Práctica 12: Siembra en placas de agar sangre, McConkey y Levine

SIEMBRA EN PLACAS DE AGAR MCCONKEY, AGAR SANGRE Y LEVINE

Objetivo:

Realizar una siembra por agotamiento en agar sangre, McConkey y Levine.

Fundamento:

-       Agar sangre: Se utiliza para observar la capacidad hemolítica de los microorganismos patógenos. También para estimular el crecimiento de Streptococcus. Según el tipo de hemolisis que posea son: alfa (halos verdosos), beta (halos incoloros) y gamma (inexistencia de halos).

-       Agar McConkey: Es un medio de cultivo selectivo y diferencial, utilizado para aislar selectivamente bacilos gram negativos y entéricos. Las peptonas, aportan los nutrientes necesarios para el desarrollo bacteriano, la lactosa es el hidrato de carbono fermentable, y la mezcla de sales biliares y el cristal violeta son los agentes selectivos que inhiben el desarrollo de gran parte de la flora Gram positiva. Por fermentación de la lactosa, disminuye el pH alrededor de la colonia. Esto produce un viraje del color del indicador de pH (rojo neutro), la absorción en las colonias, y la precipitación de las sales biliares. Los microorganismos no fermentadores de lactosa producen colonias incoloras.

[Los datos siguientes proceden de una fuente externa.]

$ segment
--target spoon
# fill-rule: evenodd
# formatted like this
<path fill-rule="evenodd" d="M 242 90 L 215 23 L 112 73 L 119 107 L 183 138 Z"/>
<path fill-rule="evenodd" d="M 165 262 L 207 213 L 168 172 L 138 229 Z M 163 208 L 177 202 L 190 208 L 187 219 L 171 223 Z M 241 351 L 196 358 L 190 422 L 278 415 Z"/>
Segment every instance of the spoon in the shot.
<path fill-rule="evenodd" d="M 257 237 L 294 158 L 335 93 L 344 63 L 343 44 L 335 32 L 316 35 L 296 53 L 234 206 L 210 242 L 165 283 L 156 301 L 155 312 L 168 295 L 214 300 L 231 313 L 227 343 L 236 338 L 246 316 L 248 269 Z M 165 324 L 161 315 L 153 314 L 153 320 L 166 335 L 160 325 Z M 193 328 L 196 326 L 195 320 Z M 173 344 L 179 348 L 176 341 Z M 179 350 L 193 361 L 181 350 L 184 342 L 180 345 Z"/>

-       Agar Levine: Se utiliza para diferenciación y aislamiento de E. Coli. Medio adecuado para el crecimiento de enterobacterias. Permite diferencias las bacterias fermentadoras de lactosa de las que no la fermentan.

Material:

-       Asa de siembra

-       Gradilla

-       Mechero Bunsen

-       Placa con agar sangre

-       Placa con agar Levine

-       Placa con agar McConkey

-       Papel de filtro

-       Muestras 5 y 8

Procedimiento:

    1. Preparar el material de trabajo.

2  2. Rotular placas con fecha, numero de muestra y grupo de trabajo.

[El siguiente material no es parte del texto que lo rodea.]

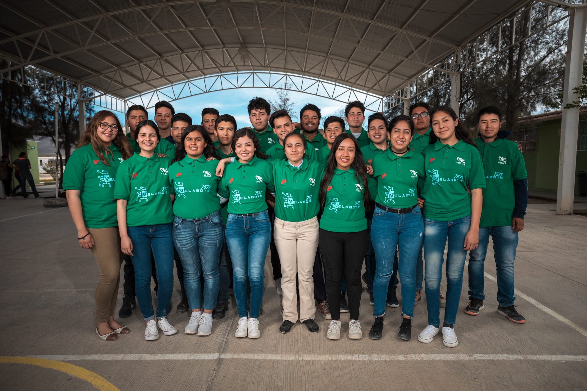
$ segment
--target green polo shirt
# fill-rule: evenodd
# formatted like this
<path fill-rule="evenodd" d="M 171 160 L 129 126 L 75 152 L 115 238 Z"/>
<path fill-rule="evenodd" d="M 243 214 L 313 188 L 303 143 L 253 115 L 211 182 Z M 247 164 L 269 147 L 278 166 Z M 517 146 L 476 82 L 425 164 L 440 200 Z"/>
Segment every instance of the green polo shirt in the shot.
<path fill-rule="evenodd" d="M 408 148 L 417 153 L 421 153 L 422 150 L 430 143 L 430 133 L 432 128 L 428 128 L 428 132 L 423 134 L 414 132 L 414 138 L 411 139 Z"/>
<path fill-rule="evenodd" d="M 273 167 L 266 160 L 255 156 L 247 163 L 237 160 L 226 166 L 218 194 L 228 198 L 229 213 L 257 213 L 267 208 L 266 188 L 274 192 Z"/>
<path fill-rule="evenodd" d="M 348 134 L 352 134 L 350 132 L 350 129 L 346 129 L 345 132 Z M 367 131 L 361 127 L 361 135 L 357 137 L 357 144 L 359 144 L 359 149 L 360 149 L 363 147 L 368 145 L 370 142 L 371 139 L 369 138 Z"/>
<path fill-rule="evenodd" d="M 377 180 L 375 201 L 390 208 L 410 208 L 418 203 L 418 178 L 424 178 L 424 157 L 409 150 L 402 156 L 391 148 L 373 159 Z"/>
<path fill-rule="evenodd" d="M 303 138 L 306 139 L 306 144 L 308 146 L 308 149 L 311 149 L 312 147 L 313 147 L 315 151 L 318 151 L 326 144 L 326 140 L 324 139 L 324 137 L 322 137 L 322 135 L 318 130 L 316 131 L 316 137 L 312 140 L 308 140 L 306 137 L 305 134 L 303 135 Z"/>
<path fill-rule="evenodd" d="M 133 152 L 139 153 L 141 151 L 141 147 L 139 146 L 139 143 L 134 141 L 134 139 L 130 137 L 130 132 L 126 134 L 126 137 L 130 143 L 130 148 Z M 159 142 L 155 147 L 155 153 L 163 153 L 167 155 L 170 160 L 173 159 L 176 156 L 176 144 L 170 143 L 163 137 L 159 139 Z"/>
<path fill-rule="evenodd" d="M 115 200 L 126 200 L 129 227 L 171 224 L 173 221 L 167 171 L 171 159 L 135 153 L 120 164 L 116 173 Z"/>
<path fill-rule="evenodd" d="M 288 159 L 285 156 L 285 150 L 284 149 L 284 146 L 279 144 L 279 142 L 265 151 L 265 153 L 271 159 L 275 160 L 285 160 Z M 311 148 L 310 146 L 308 146 L 308 147 L 306 149 L 306 152 L 303 154 L 303 156 L 304 157 L 307 157 L 311 160 L 317 160 L 316 151 L 313 148 Z"/>
<path fill-rule="evenodd" d="M 373 143 L 369 143 L 361 148 L 361 153 L 363 154 L 363 159 L 365 161 L 365 164 L 371 164 L 373 163 L 373 159 L 375 156 L 384 154 L 385 151 L 388 150 L 389 150 L 389 147 L 386 150 L 380 149 L 376 147 Z"/>
<path fill-rule="evenodd" d="M 526 164 L 518 144 L 505 139 L 485 143 L 475 139 L 481 154 L 487 186 L 483 189 L 483 210 L 480 227 L 504 227 L 512 224 L 515 206 L 514 181 L 527 177 Z"/>
<path fill-rule="evenodd" d="M 421 194 L 424 217 L 450 221 L 471 214 L 471 196 L 467 187 L 471 190 L 485 187 L 483 164 L 476 150 L 460 140 L 451 146 L 438 140 L 424 149 L 426 177 Z"/>
<path fill-rule="evenodd" d="M 271 126 L 268 126 L 266 130 L 261 132 L 257 132 L 253 128 L 253 133 L 259 139 L 261 151 L 264 153 L 266 153 L 268 149 L 279 143 L 279 138 L 277 137 L 277 134 L 273 133 L 273 128 Z"/>
<path fill-rule="evenodd" d="M 371 199 L 377 193 L 377 183 L 367 176 Z M 330 184 L 326 187 L 324 212 L 320 218 L 320 228 L 332 232 L 358 232 L 367 229 L 365 192 L 362 184 L 355 180 L 355 170 L 335 168 Z"/>
<path fill-rule="evenodd" d="M 116 203 L 112 199 L 116 171 L 123 159 L 116 146 L 113 144 L 109 149 L 112 156 L 104 154 L 109 166 L 100 161 L 88 144 L 73 151 L 63 171 L 63 190 L 80 191 L 83 222 L 87 228 L 118 225 Z"/>
<path fill-rule="evenodd" d="M 168 180 L 176 193 L 173 214 L 181 218 L 205 217 L 220 209 L 215 175 L 218 160 L 206 161 L 202 155 L 193 159 L 187 155 L 169 167 Z"/>
<path fill-rule="evenodd" d="M 320 181 L 324 167 L 304 159 L 297 168 L 288 160 L 272 160 L 275 216 L 285 221 L 305 221 L 318 214 Z"/>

3  3. Encender el mechero Bunsen

4  4. Esterilizar asa de siembra, enfriar en una esquina en la que no hayan microorganismos, y tomar muestra de cada tubo (5 y 8).

5  5. Realizar una siembra por agotamiento.

6  6. Realizar operación anterior en las 3 placas.

Resultados e interpretación:

En el agar sangre hemos sembrado la muestra 5, tras 48 horas de incubación, hemos observado que el resultado es Beta hemólisis.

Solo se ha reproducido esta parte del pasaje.